Once I had a similar situation with a file, then a certain page was wrong somehow. All printing attempts failed, if that particular page was involved. Otherwise I could print just fine. Maybe all your attempts of printing portions involved a certain page, and so have failed. Have you tried to print single pages from all parts of the document?

Jimmy


----------



## toll_booth (Oct 21, 2008)

Geez, something appears to be wrong with the file. But copy-pasting only lets me print the first page. Maybe something is wrong with the header?


----------



## Rollin_Again (Sep 4, 2003)

Open a new document and try to insert the old document into it by clicking *INSERT >> FILE* and then pointing to the old doc.
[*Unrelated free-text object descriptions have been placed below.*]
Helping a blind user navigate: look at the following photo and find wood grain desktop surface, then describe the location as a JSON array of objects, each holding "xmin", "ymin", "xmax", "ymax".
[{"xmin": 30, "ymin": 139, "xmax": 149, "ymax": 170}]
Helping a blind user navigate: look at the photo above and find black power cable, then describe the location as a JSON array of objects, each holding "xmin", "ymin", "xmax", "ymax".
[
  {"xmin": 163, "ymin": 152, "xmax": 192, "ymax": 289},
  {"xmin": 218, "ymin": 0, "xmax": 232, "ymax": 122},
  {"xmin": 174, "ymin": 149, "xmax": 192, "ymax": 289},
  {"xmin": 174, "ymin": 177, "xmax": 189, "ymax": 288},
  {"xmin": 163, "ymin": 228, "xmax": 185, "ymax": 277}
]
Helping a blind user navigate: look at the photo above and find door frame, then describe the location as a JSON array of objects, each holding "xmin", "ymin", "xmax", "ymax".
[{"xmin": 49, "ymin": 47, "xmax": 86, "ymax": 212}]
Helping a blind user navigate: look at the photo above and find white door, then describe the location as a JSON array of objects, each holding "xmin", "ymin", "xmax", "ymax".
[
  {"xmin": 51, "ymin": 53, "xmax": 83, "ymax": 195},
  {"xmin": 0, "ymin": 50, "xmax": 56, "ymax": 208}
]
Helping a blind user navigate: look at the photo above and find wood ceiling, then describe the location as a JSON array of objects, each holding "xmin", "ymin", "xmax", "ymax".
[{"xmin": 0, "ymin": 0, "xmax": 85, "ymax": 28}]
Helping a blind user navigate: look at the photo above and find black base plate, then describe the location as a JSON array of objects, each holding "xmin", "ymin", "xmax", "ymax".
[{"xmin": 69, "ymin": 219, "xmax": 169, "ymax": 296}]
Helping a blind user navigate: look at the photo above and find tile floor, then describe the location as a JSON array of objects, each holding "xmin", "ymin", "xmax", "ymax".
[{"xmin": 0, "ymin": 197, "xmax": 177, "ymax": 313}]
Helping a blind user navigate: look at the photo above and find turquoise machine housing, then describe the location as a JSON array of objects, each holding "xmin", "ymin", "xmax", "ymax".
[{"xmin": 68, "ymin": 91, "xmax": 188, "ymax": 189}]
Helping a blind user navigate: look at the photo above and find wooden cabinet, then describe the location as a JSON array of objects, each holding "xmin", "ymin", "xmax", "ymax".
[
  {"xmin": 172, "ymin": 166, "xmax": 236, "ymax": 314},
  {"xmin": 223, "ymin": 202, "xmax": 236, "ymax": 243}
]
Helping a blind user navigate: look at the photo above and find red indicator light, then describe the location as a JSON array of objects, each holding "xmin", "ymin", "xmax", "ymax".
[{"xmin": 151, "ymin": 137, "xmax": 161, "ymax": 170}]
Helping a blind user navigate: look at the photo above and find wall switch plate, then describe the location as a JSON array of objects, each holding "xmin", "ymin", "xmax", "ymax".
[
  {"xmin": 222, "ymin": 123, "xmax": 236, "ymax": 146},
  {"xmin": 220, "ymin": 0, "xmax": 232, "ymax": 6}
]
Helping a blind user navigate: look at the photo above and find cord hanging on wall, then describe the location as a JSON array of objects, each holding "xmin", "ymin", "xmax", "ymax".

If the file appears to be inserted correctly save the new doc and try to print it.

Regards,
Rollin


----------



## Cookiegal (Aug 27, 2003)

Hi Rollin_Again,

I guess you've missed all the announcements so I have to ask you to bring your signature into compliance with the new limitations please.

Thanks. 

http://forums.techguy.org/announcements/834244-new-signature-limitations.html


----------



## toll_booth (Oct 21, 2008)

Cookiegal said:


> Hi Rollin_Again,
> 
> I guess you've missed all the announcements so I have to ask you to bring your signature into compliance with the new limitations please.
> 
> ...


Hmm, does this mean I'm *required* to have a sig? (If I already have one, I don't see it.)


----------



## toll_booth (Oct 21, 2008)

I fixed it. The document had page numbering starting on page 16. Once I told Word to print pages 16-25, it successfully printed the document.


----------



## Cookiegal (Aug 27, 2003)

toll_booth said:


> Hmm, does this mean I'm *required* to have a sig? (If I already have one, I don't see it.)


No, you're not required to have a signature. It's entirely optional.


----------



## toll_booth (Oct 21, 2008)

OK cool.


----------